Broadband polarization-selective uncooled infrared sensors using tapered plasmonic micrograting absorbers

Abstract

Polarization-selective uncooled infrared (IR) sensors are promising for IR polarimetric imaging with respect to enhancement of the object recognition ability. Polarization-selective absorbers that operate in the broadband wavelength region and have simply fabricated small structures are strongly required for high-performance IR polarimetric imaging. In the present study, plasmonic micrograting absorbers (PMGAs) were designed as broadband polarization-selective absorbers. The PMGAs have an Au-based one-dimensional periodic grating structure. Numerical calculations demonstrated that tapered-sidewalls with deep groove depths produce broadband polarization-selective absorption with wavelengths larger than the grating period. Microelectromechanical systems-based uncooled IR sensors with tapered-PMGAs were fabricated using complementary metal oxide semiconductor and micromachining techniques.
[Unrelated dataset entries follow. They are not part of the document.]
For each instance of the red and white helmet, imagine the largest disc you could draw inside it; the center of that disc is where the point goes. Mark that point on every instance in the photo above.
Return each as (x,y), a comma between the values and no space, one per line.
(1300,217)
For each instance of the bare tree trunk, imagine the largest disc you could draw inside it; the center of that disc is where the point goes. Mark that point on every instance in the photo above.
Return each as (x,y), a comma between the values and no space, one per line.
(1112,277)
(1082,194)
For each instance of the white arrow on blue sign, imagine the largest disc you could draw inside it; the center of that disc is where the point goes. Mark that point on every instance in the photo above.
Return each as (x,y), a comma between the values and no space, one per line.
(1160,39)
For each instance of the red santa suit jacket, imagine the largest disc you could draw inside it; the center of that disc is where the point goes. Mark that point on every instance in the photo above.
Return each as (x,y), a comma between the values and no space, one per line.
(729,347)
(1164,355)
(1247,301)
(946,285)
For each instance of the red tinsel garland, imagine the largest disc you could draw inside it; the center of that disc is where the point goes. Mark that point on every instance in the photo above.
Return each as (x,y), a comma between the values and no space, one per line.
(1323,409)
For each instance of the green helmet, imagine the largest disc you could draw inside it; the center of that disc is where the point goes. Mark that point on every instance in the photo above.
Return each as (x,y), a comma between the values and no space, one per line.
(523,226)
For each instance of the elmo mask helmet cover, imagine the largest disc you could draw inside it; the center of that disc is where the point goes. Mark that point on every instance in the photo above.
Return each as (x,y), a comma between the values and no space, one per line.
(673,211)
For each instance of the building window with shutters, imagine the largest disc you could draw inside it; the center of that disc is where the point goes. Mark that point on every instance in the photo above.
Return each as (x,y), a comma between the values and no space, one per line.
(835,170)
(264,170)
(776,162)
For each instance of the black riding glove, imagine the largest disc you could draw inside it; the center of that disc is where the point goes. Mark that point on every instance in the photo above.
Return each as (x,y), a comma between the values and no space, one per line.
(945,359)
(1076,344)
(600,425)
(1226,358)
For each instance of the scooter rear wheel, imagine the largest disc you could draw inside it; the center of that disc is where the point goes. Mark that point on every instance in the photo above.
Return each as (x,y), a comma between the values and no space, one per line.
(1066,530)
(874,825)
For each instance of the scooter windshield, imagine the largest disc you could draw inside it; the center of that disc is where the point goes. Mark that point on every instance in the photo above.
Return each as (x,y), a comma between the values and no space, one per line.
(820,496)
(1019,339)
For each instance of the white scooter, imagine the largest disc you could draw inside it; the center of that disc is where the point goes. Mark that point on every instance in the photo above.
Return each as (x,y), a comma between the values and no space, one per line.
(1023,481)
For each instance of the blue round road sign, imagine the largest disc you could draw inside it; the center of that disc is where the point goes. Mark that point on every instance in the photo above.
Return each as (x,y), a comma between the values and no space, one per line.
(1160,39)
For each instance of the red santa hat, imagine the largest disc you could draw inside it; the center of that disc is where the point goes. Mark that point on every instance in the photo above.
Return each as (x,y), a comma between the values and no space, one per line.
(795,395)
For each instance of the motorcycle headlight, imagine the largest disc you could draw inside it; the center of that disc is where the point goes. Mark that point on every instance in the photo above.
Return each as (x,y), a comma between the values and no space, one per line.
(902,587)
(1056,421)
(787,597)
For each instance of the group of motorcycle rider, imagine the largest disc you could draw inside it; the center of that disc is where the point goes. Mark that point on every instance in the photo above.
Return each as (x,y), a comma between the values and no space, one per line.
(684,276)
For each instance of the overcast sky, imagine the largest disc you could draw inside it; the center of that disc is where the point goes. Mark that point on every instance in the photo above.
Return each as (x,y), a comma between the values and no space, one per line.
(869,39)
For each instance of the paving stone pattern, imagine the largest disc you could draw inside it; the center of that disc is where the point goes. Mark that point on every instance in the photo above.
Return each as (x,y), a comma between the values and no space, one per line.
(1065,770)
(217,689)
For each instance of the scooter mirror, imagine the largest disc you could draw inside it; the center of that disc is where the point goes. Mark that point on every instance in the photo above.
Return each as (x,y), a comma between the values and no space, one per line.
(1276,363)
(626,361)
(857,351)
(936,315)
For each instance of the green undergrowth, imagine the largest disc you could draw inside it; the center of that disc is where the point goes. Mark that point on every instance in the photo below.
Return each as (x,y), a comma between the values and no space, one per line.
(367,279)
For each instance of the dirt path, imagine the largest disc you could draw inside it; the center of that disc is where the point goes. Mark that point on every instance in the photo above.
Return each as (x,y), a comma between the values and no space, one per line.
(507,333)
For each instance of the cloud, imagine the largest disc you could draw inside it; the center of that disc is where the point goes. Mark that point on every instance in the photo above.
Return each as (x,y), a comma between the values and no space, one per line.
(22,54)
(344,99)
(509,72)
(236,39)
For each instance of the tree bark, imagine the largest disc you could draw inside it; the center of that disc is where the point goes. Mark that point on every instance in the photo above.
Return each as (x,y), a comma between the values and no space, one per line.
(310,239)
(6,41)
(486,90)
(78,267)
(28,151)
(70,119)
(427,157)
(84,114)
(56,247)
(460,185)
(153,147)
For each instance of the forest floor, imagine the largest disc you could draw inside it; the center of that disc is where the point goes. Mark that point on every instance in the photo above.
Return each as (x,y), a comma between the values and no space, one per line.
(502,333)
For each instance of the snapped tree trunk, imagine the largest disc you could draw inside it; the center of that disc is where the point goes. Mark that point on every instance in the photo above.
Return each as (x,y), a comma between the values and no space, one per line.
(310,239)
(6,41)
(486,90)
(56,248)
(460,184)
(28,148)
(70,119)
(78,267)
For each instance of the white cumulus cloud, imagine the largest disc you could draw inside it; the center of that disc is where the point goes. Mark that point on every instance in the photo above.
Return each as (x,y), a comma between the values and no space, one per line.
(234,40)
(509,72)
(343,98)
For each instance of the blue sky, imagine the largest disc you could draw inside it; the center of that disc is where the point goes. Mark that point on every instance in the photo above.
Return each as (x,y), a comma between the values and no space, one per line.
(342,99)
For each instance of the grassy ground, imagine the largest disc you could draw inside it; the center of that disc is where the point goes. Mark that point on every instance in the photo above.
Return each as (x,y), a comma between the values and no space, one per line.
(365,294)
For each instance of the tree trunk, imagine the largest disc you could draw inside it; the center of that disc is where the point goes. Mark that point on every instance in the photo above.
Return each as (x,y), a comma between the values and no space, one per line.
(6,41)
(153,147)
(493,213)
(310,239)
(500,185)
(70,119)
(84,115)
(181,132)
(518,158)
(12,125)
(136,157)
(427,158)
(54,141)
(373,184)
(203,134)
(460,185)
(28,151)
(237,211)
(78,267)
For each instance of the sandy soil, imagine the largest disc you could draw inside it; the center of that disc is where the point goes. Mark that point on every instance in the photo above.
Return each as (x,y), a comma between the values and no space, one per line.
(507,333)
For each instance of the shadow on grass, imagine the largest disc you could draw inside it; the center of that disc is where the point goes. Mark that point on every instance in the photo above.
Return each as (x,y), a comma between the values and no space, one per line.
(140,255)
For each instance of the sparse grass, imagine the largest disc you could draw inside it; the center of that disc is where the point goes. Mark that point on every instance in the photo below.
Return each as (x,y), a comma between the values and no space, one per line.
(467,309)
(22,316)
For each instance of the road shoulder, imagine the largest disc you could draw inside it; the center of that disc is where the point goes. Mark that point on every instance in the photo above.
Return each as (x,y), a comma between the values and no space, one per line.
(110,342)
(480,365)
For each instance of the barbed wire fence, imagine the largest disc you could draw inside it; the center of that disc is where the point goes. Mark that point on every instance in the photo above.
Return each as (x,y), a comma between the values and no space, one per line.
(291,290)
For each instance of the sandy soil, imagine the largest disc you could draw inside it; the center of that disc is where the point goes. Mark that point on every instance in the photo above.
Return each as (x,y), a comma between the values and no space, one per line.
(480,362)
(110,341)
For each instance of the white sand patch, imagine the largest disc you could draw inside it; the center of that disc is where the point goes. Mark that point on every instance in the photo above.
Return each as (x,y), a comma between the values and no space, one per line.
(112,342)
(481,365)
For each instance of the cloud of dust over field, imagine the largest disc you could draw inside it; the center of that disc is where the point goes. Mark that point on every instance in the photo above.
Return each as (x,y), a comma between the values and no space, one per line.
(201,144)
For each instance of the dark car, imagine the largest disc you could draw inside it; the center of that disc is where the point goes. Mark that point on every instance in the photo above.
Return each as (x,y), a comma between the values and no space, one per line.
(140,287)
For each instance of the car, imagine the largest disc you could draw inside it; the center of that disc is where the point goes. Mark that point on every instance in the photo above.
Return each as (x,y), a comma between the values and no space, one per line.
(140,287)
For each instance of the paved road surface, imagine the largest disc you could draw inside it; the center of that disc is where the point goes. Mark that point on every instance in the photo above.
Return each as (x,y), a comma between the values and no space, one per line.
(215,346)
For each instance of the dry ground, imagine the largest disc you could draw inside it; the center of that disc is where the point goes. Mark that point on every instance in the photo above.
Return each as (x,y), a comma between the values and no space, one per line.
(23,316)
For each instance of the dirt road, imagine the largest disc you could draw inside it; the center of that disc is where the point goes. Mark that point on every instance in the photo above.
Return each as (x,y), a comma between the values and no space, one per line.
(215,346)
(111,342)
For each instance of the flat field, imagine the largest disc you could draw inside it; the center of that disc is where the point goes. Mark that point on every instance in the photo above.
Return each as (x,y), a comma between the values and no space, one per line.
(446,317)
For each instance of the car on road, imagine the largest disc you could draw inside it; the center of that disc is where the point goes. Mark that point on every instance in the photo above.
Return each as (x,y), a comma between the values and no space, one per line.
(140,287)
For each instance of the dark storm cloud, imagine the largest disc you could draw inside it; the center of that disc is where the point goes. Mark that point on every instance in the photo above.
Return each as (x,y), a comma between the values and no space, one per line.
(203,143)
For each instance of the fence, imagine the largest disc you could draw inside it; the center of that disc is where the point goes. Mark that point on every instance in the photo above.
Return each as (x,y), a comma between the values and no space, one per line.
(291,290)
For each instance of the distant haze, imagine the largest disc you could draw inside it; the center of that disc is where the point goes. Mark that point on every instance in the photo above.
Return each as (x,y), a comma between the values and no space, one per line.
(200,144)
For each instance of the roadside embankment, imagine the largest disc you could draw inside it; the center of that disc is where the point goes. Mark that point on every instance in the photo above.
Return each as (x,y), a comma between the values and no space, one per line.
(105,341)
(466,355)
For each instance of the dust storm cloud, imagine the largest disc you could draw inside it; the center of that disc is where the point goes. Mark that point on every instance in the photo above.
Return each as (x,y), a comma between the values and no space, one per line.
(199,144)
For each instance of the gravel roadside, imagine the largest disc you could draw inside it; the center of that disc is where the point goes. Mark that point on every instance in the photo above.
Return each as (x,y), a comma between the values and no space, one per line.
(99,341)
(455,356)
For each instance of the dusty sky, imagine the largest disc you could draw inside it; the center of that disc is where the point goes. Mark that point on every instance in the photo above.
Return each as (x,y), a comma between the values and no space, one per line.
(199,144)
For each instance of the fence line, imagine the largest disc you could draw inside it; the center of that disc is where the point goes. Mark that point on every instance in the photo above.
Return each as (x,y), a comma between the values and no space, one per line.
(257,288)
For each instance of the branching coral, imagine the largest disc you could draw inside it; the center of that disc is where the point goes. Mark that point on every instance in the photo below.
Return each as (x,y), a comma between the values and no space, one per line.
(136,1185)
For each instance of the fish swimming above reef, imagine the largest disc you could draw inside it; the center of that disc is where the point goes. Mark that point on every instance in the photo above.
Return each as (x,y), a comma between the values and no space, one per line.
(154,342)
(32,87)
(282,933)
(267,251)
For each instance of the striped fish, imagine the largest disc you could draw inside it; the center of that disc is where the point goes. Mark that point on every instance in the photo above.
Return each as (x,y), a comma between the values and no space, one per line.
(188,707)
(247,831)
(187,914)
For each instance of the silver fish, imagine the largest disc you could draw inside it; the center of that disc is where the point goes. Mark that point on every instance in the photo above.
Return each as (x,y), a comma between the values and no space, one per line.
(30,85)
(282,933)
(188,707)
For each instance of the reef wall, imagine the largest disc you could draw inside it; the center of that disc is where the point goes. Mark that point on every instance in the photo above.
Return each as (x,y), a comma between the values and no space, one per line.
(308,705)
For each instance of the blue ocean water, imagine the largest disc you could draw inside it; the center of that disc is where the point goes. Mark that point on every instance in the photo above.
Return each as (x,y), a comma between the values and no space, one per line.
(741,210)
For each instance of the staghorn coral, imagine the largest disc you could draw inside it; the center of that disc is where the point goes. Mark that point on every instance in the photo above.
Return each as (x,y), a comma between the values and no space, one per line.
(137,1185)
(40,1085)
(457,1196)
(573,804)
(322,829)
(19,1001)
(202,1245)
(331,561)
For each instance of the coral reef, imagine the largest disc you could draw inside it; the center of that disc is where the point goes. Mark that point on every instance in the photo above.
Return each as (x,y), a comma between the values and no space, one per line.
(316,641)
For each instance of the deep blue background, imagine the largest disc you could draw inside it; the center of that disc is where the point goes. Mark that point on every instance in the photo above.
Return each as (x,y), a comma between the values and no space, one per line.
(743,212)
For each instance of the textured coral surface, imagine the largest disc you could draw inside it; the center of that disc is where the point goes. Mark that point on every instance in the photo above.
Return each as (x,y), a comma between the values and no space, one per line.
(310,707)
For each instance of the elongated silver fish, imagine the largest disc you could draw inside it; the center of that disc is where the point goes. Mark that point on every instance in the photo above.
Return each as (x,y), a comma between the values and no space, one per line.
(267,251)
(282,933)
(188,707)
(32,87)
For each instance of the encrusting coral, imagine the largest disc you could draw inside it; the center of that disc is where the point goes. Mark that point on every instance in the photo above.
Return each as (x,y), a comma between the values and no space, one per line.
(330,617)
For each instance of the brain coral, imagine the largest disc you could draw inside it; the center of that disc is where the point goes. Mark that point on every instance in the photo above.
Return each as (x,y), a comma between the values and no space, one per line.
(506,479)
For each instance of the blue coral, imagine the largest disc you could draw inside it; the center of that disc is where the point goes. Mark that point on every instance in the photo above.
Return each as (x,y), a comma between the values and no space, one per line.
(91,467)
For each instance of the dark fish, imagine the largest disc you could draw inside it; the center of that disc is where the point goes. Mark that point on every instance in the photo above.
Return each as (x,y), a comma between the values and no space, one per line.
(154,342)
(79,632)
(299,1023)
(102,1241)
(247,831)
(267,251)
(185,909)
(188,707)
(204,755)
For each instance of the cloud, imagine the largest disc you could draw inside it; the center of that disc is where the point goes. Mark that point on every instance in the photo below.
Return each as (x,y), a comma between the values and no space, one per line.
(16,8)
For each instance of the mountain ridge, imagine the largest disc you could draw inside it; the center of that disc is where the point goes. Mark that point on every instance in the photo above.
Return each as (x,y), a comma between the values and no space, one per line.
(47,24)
Tapered-sidewalls were formed by isotropic etching using reactive ion etching equipment. The responsivity could be selectively enhanced according to the polarization angle, and an absorption wavelength longer than the surface period and broadband absorption were realized due to the effect of the tapered-sidewalls. The PMGAs enable detection wavelengths longer than the grating period and broadband polarization-selectivity by control of the taper angle and the grating depth. The results obtained in this study will contribute to the advancement of polarimetric IR imaging.